For engineering design applications, with the abundance of computer aided design content, virtually all cutting-edge designs are readily available to be deployed into VR content. The ability to immerse design teams into their designs is key to successful design review. Teams of engineering students, practicing engineers and product designers can immerse themselves in a VR environment and enjoy a thorough larger-than-life-size experience.
Figure 1 below shows a group of mechanical engineering seniors at the GameAbove College of Engineering and Technology at Eastern Michigan University (EMU) conducting a weekly design review meeting inside a VR facility housed at EMU. The teams of designers can assemble, dissemble and conduct a detailed design review while enjoying an immersive VR experience—an experience that is largely replacing rapid prototyping and physical prototyping at least during the initial stages of product development and design optimization phases. What used to be provided by rapid prototyping is now available through accelerated prototyping through VR. The running cost of VR accelerated prototyping is becoming a fraction of the running cost of most advanced rapid prototyping techniques serving initial phases of the engineering design process.

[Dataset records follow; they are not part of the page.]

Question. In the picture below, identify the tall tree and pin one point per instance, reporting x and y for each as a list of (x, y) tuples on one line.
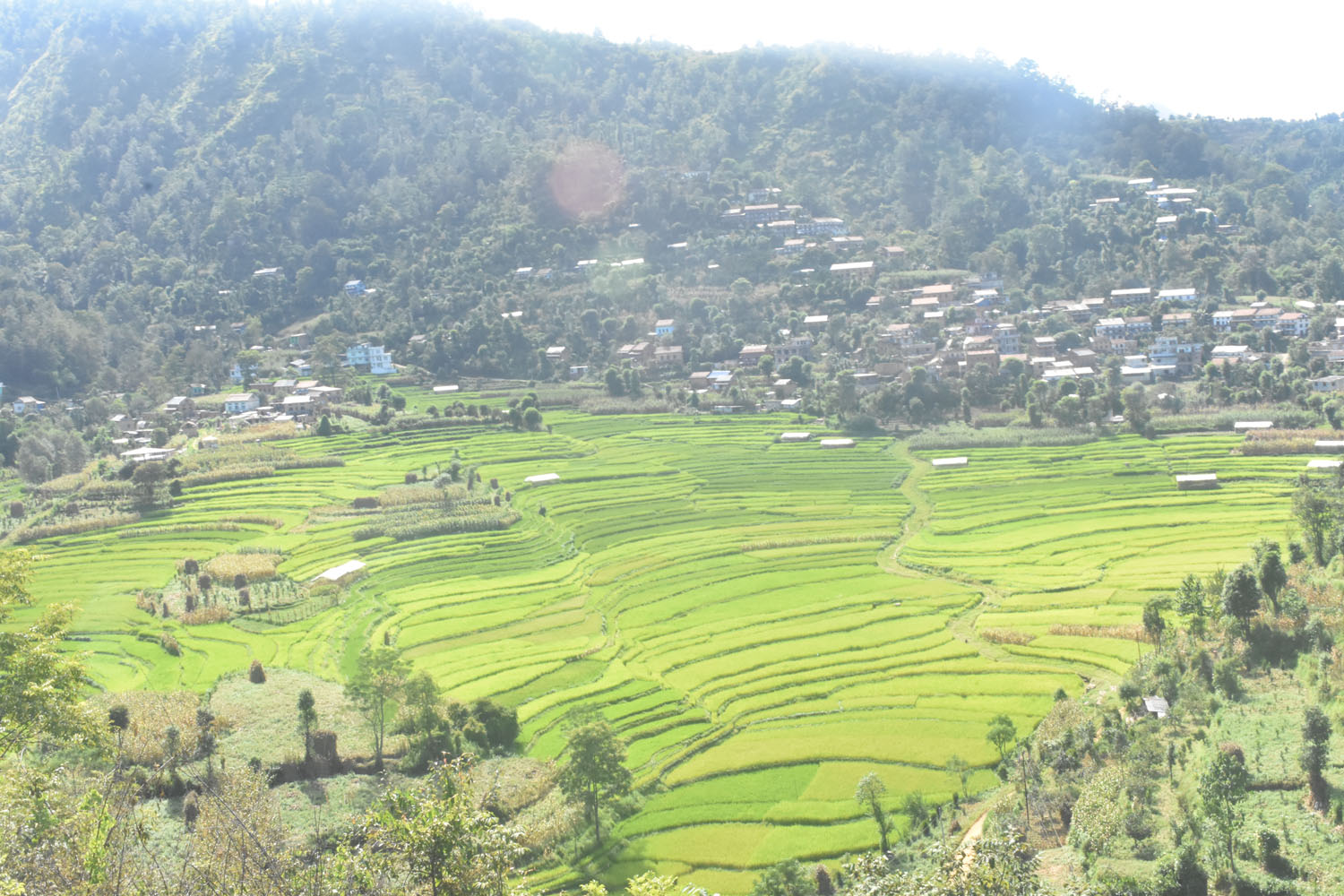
[(1316, 753), (40, 684), (1222, 788), (444, 840), (375, 688), (1241, 597), (1314, 513), (1002, 732), (306, 719), (868, 794), (1271, 573), (594, 770)]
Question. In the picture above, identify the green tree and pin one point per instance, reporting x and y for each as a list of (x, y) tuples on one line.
[(1241, 597), (868, 794), (789, 877), (1222, 788), (1191, 600), (1153, 622), (1316, 753), (306, 719), (1136, 408), (443, 839), (40, 684), (1002, 732), (1099, 812), (375, 688), (1316, 516), (1271, 573), (918, 810), (961, 769), (594, 771)]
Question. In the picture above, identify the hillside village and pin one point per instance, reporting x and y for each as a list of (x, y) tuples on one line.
[(855, 347)]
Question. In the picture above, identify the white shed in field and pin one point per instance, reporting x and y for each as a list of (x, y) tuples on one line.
[(1196, 481), (341, 573)]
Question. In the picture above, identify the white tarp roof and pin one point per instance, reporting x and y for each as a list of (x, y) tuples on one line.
[(336, 573)]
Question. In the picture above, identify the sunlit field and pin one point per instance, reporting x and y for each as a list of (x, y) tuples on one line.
[(753, 616)]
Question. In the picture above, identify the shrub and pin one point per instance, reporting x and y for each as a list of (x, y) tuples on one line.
[(204, 616), (1005, 635), (323, 745), (74, 527)]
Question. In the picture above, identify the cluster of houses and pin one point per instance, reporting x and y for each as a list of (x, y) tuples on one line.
[(281, 401), (1171, 202)]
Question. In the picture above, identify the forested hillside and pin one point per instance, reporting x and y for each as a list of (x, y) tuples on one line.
[(155, 156)]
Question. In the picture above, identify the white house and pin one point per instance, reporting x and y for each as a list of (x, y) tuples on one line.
[(241, 402)]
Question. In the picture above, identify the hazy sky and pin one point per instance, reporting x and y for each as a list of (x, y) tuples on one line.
[(1228, 59)]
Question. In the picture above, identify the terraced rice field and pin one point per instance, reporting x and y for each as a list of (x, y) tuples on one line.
[(747, 614)]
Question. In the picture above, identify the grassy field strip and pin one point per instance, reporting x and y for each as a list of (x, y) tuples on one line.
[(730, 603)]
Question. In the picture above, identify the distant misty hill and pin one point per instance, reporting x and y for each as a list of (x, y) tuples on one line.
[(156, 155)]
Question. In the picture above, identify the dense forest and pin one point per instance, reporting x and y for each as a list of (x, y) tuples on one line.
[(155, 156)]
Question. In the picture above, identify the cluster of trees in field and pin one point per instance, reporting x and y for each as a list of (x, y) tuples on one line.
[(75, 782), (159, 155)]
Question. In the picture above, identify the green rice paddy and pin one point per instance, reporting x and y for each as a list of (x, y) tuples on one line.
[(763, 622)]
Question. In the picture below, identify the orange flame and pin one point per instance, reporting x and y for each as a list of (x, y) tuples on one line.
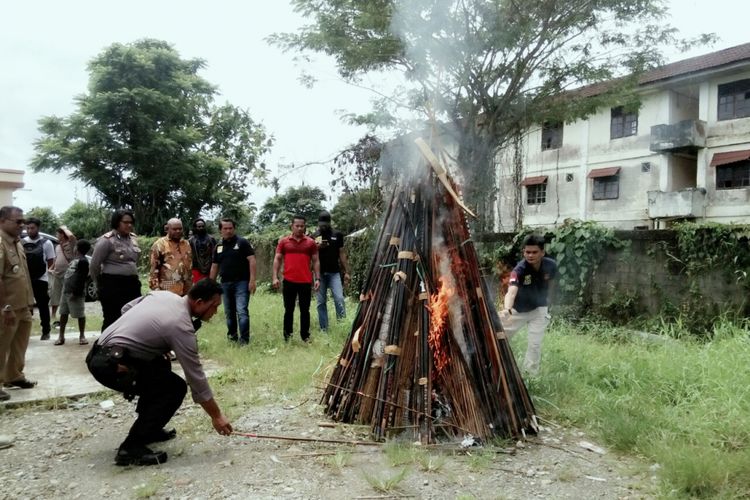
[(438, 323)]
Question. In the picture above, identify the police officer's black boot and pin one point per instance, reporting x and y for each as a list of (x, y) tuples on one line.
[(139, 454)]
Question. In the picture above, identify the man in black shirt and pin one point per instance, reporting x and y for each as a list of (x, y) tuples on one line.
[(234, 261), (527, 298), (332, 262), (202, 245)]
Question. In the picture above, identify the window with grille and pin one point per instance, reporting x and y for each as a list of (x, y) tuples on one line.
[(536, 194), (733, 175), (551, 136), (607, 188), (623, 124), (734, 100)]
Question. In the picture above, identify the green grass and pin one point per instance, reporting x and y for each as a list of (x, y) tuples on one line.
[(388, 483), (269, 369), (684, 404)]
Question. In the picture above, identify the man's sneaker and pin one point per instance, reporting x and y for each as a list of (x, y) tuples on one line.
[(162, 435), (139, 455), (5, 442)]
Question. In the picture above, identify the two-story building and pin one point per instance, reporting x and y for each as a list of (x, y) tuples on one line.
[(685, 154)]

VR is emerging as a tool of choice for anatomical and physiological simulations in medicine education and training. Products have matured enough to provide photo-realistic rendering of 3D VR experiences of anatomical content for medicine education. In addition, the advances in affordable Computer Tomography (CT) content transformation into 3D content have boosted the viability of deploying the 3D CT content into VR. Doctors and healthcare professionals can now enjoy the ability to visualize what used to be abstract-2D sliced scans into a 3D content in VR environment. Figure 2 shows an example of visualizing a hip-joint at EMU 4-wall VR lab. The hip-joint content was transformed from a 2D MRI anonymous content that is publicly available by the University of Iowa. The ability to deploy and visualize CT content in VR is a breakthrough tool that is projected to enhance patient-specific-personalized-medicine and help doctors and surgeons plan procedures with more robustness and accuracy.

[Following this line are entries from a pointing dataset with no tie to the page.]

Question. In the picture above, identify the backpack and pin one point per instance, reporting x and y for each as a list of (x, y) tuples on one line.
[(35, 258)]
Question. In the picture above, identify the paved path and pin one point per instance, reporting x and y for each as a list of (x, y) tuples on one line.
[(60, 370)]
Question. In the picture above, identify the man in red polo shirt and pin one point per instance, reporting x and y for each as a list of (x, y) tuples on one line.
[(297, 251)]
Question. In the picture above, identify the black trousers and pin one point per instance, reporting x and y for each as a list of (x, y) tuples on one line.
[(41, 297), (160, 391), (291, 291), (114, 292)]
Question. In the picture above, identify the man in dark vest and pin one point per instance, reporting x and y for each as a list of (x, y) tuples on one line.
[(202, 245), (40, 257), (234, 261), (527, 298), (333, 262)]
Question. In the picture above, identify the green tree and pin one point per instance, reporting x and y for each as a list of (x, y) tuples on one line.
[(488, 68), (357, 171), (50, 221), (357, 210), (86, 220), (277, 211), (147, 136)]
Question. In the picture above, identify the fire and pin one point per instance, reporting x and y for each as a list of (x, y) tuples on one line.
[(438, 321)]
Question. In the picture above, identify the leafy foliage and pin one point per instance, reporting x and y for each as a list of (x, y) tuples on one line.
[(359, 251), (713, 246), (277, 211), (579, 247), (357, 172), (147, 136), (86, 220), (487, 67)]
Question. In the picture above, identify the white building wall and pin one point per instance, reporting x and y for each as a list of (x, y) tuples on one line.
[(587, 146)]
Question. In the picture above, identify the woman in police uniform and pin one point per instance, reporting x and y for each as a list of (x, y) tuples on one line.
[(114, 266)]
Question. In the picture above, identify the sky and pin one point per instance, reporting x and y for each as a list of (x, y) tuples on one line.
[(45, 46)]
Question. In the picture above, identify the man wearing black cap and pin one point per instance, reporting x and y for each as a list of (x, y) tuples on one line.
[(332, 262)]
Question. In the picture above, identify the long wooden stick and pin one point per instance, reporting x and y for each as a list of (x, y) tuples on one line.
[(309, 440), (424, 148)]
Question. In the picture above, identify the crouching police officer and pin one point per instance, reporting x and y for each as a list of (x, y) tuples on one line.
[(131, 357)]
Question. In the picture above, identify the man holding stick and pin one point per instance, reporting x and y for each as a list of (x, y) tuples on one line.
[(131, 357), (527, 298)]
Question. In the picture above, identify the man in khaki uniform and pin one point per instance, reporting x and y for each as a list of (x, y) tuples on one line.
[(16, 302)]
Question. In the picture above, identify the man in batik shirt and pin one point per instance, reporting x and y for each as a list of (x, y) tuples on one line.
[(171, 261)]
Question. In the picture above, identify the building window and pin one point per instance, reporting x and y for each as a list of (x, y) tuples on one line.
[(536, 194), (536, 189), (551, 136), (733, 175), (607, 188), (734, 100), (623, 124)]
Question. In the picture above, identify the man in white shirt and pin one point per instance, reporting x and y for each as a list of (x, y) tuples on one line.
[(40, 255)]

VR is also emerging as an economically sound tool for manufacturing process planning. The ability to transform 3D content of manufacturing shop floor components into VR-ready content is increasingly becoming affordable. With the help of affordable powerful computing hardware and CAD software, the ability to commission manufacturing plants using VR is within reach. Not only does this approach have the promise to cut cost of plant layout and process flow optimization to a minimum, but also VR is emerging as a tool of choice for process improvement teams due to the abundance of CAD content of main players in the durable goods manufacturers.
The VR as a planning tool and process improvement is also becoming an integral part of digital twin applications in manufacturing. Figure 3 shows a VR planning application of an automotive door assembly process as part of the doctoral research works recently completed at GACET-EMU.
The above are samples of numerous applications of VR that will shape our future ways to design, heal, manufacture, and optimize. The future holds lots of potential for making VR a mainstream phenomenon and will blur the line between virtual reality and reality.